La repentina prohibición de los escaparates florales en realidad es la gota que colma el vaso de las reivindicaciones de este sector, que ha llegado a comunicar su situación a la Administración central de la Secretaría General de Industria y de la Pequeña y Mediana Empresa, ante lo que consideran "un trato injusto". Su reclamo no puede ser más claro: una regulación específica para evitar "abusos" de las grandes superficies y de la venta ambulante. Juan Carlos Tabero, dueño de una floristería en Alcalá de Henares, denuncia a este diario "la devastadora competencia" que existe en el sector "y obliga a los pequeños comercios a cerrar ante la imposibilidad de generar beneficios".

Los pequeños empresarios demandan limitaciones a las cadenas de supermercados que "machacan" los negocios de flores. "Los precios que ponen son muchas veces incluso inferiores a los de los viveros. Para nosotros, es imposible competir", asegura Tabero. Por ejemplo, una orquídea en una grande superficie se puede adquirir por cinco euros y a los floristas no les cuesta menos de ocho en su mayorista. Algo "injusto", asegura José Manuel Calvo, ya que los supermercados venden los productos "tirados de precio" sin garantizar un mantenimiento, un cuidado ni una garantía. "Así acaban con nosotros", insiste. En Navidad, con la planta roja, llega uno de los mayores enfrentamientos con los supermercados. "La ponen a precio de vivero. Es ridículo".

Foto: La alcaldesa de Madrid, Manuela Carmena, durante su intervención en la inauguración de 'Ciudades Democráticas'. (Efe)

El otro drama para los empresarios del sector radica en la venta ambulante, actividad que ya consideran la urgencia más inmediata a resolver. Los ayuntamientos conceden licencias específicas a vendedores ambulantes en los 'días grandes' para las flores, jornadas en las que los negocios piden "especial protección y empatía frente a una competencia desleal". El Día de la Madre, el de Todos los Santos y el de San Valentín están marcados como días santos en el calendario de las floristerías. En el caso de la festividad del 1 de noviembre, puede suponer el 20% de la caja anual de muchos negocios, y desde hace tiempo los beneficios se ven empañados a causa de la venta ambulante.

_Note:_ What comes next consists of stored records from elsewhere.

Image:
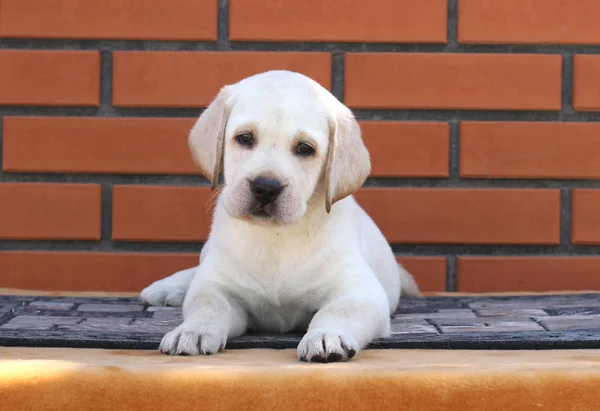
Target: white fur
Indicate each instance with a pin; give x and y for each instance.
(318, 262)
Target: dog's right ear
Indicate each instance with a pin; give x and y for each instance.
(207, 137)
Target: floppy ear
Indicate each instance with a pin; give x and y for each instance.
(206, 139)
(348, 162)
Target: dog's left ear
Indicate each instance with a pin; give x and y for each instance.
(206, 139)
(348, 162)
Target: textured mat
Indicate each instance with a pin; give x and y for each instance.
(479, 322)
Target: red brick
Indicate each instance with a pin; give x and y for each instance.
(528, 21)
(97, 145)
(453, 81)
(529, 150)
(586, 86)
(496, 274)
(407, 149)
(464, 216)
(585, 216)
(392, 21)
(154, 213)
(83, 271)
(428, 272)
(110, 19)
(192, 79)
(137, 146)
(49, 78)
(32, 211)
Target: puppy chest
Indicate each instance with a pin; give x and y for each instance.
(266, 317)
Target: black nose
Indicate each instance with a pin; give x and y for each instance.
(266, 190)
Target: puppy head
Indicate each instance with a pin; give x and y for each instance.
(282, 142)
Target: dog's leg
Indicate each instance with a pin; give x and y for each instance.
(169, 291)
(346, 324)
(210, 318)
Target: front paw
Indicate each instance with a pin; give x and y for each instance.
(327, 346)
(193, 339)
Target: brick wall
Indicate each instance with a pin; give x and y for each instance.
(481, 117)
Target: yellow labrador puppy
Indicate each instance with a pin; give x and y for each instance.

"Nosotros no pedimos prohibir nada. Pero las licencias deberían limitar el sitio donde pueden actuar", explican los empresarios. Lo que pretenden evitar con esta restricción es que los puestos se sitúen a las puertas de las floristerías, aprovechando que los compradores acuden a ellos y, al ver precios mucho más baratos, se decantan por los ambulantes. "Nos funden con los precios y eso no puede ser", se quejan. Una de las propuestas de los pequeños empresarios pasa por establecer las localizaciones con una cierta distancia de los negocios fijos o en zonas en las que no haya comercios de flores. "Nos volvemos locos pensando en ofertas para ver cómo activamos las ventas. Es una lucha diaria", explica Juan Carlos, mientras espera poder sacar de nuevo sus plantas a la calle José Abascal.

José Manuel Calvo y su familia llevan en el negocio de las flores más de 20 años. La "tienda de toda la vida" la tienen en la calle José Abascal, en pleno Chamberí. La semana pasada, agentes de la Policía Municipal exigieron retirar el escaparate exterior en el que exponen cada día las plantas, punta de lanza de su actividad. Un jarro de agua fría que ha levantado en armas a los floristas de toda la comunidad, solidarizados con sus colegas del centro de Madrid. "El escaparate es clave para mantener el volumen de ventas. Sin los expositores, estamos perdidos", explican varios pequeños empresarios. José Manuel obedeció para evitar la multa, pero ha iniciado una campaña en change.org que ya parece haber surtido efecto.